Signs and the Son – Thursday, 34th week in ordinary time – Luke 21:20-28

This is the third and final part of the apocalyptic tract in the Gospel of Luke. (Luke 21: 5-28) As elsewhere in apocalyptic literature, we find here references to the eschatological crises of persecution, famine and war, impending salvation and judgment, and exhortations to specific actions in the midst of suffering. There is a mixture here of two distinct prophecies of Jesus and the bringing together of two events: one of the destruction of Jerusalem by the Roman armies in 70 A.D; the other of the second coming of Christ at the end of the time. One happens within history, the other marks the end of history.

In 66 A.D. a Roman prefect attempted to seize money from the temple causing the Jews to revolt. The Romans acted to suppress the revolt but the Jews ambushed and defeated a Roman expeditionary force, killing 6,000 Roman soldiers. In 70 A.D. Titus brought 60,000 soldiers to Jerusalem and laid siege to it. They built a five-mile long barricade around Jerusalem. Many Jews fled to escape the city but the Romans crucified them to intimidate the population. According to one account they crucified up to 500 people a day. As the siege continued those inside the city carried the dead outside. The Romans appointed someone to count the number: it was 115,880.

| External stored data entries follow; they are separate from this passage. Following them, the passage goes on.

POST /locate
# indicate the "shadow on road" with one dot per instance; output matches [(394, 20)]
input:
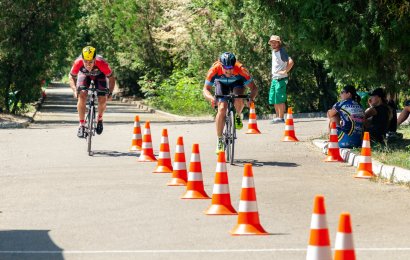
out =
[(104, 153), (28, 244), (256, 163)]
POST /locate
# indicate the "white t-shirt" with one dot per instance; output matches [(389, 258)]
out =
[(279, 62)]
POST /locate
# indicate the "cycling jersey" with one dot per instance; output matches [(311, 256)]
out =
[(351, 122), (240, 76), (100, 67)]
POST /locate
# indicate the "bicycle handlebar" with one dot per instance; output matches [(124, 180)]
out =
[(232, 96)]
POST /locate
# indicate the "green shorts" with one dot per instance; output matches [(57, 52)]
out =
[(277, 92)]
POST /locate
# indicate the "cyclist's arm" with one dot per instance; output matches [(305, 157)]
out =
[(111, 83), (73, 81), (254, 91), (206, 91)]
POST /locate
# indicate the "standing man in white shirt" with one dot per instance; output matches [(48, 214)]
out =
[(281, 65)]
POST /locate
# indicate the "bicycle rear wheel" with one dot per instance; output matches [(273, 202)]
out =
[(90, 129)]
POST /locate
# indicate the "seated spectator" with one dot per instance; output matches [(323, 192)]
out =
[(404, 114), (377, 116), (349, 117)]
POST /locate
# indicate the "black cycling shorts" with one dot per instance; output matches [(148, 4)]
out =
[(223, 89), (100, 81)]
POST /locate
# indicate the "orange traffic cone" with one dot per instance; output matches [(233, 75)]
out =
[(164, 159), (195, 187), (333, 152), (136, 136), (221, 199), (179, 174), (252, 124), (289, 128), (344, 249), (248, 218), (364, 169), (147, 154), (319, 242)]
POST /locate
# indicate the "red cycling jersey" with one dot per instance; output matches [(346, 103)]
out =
[(240, 75), (100, 66)]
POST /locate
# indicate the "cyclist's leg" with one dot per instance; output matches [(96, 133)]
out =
[(101, 85), (102, 90), (239, 104), (222, 107), (83, 82)]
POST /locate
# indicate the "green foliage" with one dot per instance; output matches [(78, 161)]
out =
[(31, 33), (179, 94)]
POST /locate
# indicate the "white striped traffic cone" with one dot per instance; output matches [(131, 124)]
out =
[(248, 217), (319, 242)]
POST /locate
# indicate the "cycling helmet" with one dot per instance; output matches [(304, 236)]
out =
[(88, 53), (228, 60)]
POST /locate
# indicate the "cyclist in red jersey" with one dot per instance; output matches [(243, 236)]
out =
[(228, 75), (89, 66)]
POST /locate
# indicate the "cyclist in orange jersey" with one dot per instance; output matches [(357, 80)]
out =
[(228, 76), (90, 66)]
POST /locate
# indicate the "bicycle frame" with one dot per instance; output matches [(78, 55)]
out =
[(229, 133), (90, 119)]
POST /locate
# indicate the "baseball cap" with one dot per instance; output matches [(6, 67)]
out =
[(275, 38), (377, 92)]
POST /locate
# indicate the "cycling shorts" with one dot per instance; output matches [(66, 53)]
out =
[(100, 81), (222, 89)]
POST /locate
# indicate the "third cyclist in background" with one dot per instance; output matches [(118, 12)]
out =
[(228, 76)]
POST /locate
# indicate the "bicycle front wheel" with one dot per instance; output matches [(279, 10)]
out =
[(90, 130)]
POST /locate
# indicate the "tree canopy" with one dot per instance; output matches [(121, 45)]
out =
[(161, 50)]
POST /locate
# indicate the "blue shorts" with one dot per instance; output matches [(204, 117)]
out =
[(346, 141)]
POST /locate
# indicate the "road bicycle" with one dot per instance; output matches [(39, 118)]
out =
[(229, 132), (91, 123)]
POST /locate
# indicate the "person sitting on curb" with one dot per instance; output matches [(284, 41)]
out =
[(377, 116), (349, 116), (404, 114)]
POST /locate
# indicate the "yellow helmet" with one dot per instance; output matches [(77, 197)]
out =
[(88, 53)]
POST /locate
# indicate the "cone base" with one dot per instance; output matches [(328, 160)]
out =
[(162, 169), (217, 209), (289, 139), (193, 194), (253, 131), (248, 229), (333, 159), (135, 149), (147, 158), (364, 174), (176, 182)]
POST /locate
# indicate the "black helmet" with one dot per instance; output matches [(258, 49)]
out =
[(228, 59)]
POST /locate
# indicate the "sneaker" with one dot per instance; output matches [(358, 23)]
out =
[(80, 132), (238, 122), (220, 146), (99, 128)]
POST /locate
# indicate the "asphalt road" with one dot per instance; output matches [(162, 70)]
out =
[(57, 202)]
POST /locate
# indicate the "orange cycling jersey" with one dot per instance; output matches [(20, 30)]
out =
[(240, 75)]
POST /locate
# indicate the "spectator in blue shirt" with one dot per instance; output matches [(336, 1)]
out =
[(349, 117)]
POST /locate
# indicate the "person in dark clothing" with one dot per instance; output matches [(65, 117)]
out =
[(377, 116)]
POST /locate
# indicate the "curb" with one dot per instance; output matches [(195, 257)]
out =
[(394, 174), (23, 121)]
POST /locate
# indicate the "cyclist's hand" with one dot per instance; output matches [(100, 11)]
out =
[(213, 103)]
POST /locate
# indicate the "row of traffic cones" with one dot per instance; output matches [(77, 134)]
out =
[(364, 169), (289, 134), (248, 216), (319, 242)]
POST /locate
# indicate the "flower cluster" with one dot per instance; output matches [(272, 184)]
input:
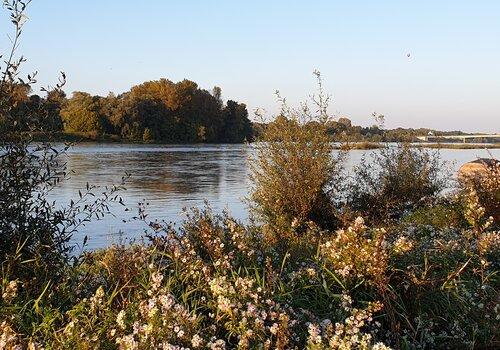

Eventually the Romans built an earth ramp up to the top of the walls and used battering rams to break down the walls, and took the city. The temple was burned. It is believed that the gold inlay melted and seeped between the large stones. The Romans tore down the temple in order to retrieve the gold. They brought nearly 100,000 prisoners back to Rome and paraded them through the streets in a procession. In AD 82 they built a massive arch to honour Titus for his conquests which still exists in the Roman Forum behind the Capitoline museums. It has a carving on it of Romans soldiers carrying away the temple lamp stand.

Jesus foretold all of this and he made it clear that it would be an act of judgement by God. “When you see Jerusalem surrounded by armies, then know that its desolation has come near. Then let those who are in Judea flee to the mountains, and let those who are inside the city depart, and let not those who are out in the country enter it, for these are days of vengeance, to fulfil all that is written.” ( Luke 21:20-22)

Jesus’ instructions are clear and the early Christians followed them! An early Christian scholar called Eusebius tells us that the entire Jerusalem church left Jerusalem before the siege started and moved to a town called Pella, and so did not suffer the fate that befell Jerusalem.

Essentially Jesus is warning us about what is to come. But most importantly he wants us to realize what it will take to prepare for what is to come. Destruction, death, and betrayal are coming, but hope is there in the midst of it all (21:18-19). Earthly trials and tribulations are portrayed as temporary, and vindication for God’s chosen ones as imminent. Their redemption, Jesus teaches his disciples, “is near” (Luke 21:28). Both suffering and comfort.

We are presented with a challenge in the present darkness of this pandemic. We may sing dirges and bemoan our situation; or we may rejoice in the knowledge that we are children of the Living God, and that we are conquerors through Jesus, the Son of God.